Repenser l’héritage culturel : Emotion Networking par Hester Dibbits (Reinwardt Academie Heritage Lab, Netherlands)

Emotion Networking est une méthode de discussion ou de négociation visant à comprendre les autres et les points de vue alternatifs – plutôt que d’arriver à une conclusion ou un compromis commun. L’Emotion Networking trouve son origine dans la pratique du travail sur l’héritage culturel : si ceci nous dit qui nous sommes et qui nous voulons être, alors chacun devrait avoir son mot à dire sur ce que cela signifie réellement.

La mise en réseau des émotions autour des objets du patrimoine conduit à une sagesse du patrimoine.

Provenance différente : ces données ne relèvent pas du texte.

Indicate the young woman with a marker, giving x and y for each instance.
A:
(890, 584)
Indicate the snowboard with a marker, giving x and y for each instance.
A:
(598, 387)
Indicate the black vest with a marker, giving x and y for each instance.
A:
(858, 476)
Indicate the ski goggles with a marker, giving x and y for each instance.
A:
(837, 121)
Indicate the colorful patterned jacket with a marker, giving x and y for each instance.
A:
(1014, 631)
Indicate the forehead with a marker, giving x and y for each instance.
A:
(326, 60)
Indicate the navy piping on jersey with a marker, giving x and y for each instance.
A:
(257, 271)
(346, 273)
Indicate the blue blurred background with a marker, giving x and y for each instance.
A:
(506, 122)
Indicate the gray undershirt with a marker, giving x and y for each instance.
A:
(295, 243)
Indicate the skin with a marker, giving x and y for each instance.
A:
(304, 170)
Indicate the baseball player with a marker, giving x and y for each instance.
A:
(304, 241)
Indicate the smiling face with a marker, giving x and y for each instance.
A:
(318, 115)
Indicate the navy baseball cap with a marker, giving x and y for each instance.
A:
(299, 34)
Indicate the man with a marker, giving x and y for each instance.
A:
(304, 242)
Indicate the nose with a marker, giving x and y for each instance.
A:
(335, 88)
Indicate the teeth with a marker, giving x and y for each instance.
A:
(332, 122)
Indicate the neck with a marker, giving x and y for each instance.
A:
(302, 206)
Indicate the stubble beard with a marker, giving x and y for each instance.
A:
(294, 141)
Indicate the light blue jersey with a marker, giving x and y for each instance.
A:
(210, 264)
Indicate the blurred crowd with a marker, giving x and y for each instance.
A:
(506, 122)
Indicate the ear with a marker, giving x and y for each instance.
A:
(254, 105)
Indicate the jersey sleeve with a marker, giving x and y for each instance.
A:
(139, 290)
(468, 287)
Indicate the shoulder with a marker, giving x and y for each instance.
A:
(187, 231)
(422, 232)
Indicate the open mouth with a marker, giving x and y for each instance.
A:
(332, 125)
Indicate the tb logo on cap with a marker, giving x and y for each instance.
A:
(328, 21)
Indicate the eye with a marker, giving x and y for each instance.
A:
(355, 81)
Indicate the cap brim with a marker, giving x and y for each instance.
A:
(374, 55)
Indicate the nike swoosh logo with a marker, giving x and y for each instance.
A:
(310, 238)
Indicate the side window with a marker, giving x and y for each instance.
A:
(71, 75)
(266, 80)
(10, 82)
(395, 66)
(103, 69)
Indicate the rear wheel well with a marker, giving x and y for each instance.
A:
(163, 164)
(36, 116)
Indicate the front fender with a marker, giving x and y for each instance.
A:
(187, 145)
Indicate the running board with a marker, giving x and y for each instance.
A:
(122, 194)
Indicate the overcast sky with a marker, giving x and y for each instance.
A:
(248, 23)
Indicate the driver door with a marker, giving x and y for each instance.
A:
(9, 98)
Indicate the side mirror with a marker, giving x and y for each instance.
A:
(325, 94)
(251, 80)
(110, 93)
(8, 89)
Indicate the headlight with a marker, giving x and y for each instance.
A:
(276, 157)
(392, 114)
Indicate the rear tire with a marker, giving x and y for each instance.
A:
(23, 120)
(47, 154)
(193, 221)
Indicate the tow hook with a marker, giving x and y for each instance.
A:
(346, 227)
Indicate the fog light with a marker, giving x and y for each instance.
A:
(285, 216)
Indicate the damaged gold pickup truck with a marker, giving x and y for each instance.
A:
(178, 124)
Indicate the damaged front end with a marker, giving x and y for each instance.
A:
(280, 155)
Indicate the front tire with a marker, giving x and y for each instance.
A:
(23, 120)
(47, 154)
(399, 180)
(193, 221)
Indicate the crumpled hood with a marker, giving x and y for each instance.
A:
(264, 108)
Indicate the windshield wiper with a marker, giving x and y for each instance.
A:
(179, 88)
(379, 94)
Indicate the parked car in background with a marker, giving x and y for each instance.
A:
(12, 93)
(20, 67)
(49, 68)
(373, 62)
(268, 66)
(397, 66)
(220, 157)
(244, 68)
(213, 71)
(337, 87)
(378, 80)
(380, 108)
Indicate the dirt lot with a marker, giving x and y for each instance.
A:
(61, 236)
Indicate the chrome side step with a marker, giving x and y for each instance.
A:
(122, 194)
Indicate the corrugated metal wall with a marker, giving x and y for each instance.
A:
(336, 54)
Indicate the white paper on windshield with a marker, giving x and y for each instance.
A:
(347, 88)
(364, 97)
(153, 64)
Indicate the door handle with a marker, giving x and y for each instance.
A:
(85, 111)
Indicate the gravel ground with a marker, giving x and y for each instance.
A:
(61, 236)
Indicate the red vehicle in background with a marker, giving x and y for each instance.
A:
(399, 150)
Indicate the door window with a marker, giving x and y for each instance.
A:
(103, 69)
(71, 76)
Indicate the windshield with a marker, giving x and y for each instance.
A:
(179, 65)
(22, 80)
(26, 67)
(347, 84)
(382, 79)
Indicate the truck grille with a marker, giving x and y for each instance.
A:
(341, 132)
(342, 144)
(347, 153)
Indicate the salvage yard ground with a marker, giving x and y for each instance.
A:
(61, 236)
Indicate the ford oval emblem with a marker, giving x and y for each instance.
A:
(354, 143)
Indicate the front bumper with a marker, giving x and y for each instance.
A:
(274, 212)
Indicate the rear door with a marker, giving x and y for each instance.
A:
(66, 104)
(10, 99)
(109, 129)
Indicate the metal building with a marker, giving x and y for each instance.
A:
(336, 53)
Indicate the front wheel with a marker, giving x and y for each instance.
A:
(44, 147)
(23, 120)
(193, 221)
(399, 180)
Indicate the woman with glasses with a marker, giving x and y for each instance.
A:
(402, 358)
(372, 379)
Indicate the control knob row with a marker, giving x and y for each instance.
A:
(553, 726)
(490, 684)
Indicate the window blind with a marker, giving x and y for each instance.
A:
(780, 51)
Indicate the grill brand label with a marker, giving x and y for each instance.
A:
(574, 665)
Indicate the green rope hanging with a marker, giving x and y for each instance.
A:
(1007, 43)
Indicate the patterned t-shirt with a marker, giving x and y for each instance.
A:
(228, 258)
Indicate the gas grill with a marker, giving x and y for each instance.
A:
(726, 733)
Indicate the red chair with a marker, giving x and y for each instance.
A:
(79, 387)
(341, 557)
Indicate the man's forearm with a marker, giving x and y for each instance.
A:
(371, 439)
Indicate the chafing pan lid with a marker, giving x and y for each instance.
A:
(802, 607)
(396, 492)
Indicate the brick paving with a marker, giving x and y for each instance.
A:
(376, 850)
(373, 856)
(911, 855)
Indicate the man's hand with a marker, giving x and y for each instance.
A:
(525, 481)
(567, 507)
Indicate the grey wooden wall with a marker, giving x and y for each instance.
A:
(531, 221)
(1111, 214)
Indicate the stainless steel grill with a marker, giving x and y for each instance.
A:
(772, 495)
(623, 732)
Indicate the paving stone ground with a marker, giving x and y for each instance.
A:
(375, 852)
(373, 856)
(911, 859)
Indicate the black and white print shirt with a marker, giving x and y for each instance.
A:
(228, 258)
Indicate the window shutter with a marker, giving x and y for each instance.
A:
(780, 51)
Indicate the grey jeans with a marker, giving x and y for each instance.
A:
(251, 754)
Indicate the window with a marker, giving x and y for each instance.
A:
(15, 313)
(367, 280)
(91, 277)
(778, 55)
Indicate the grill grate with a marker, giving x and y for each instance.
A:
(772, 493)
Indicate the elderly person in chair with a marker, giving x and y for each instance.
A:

Le sens que nous attachons aux objets (matériels ou immatériels) est fluide et peut prendre de nombreuses formes au fil du temps. La sagesse patrimoniale reconnaît que l’héritage culturel n’est pas une donnée, mais un choix. Ce choix est le résultat temporaire d’une négociation, d’une conversation à laquelle, idéalement, tout le monde peut participer. La mise en réseau des émotions et la sagesse patrimoniale sont des compétences qui s’avèrent utiles dans les débats sur l’identité et l’identification. Elles travaillent contre la fragmentation et pour la connexion.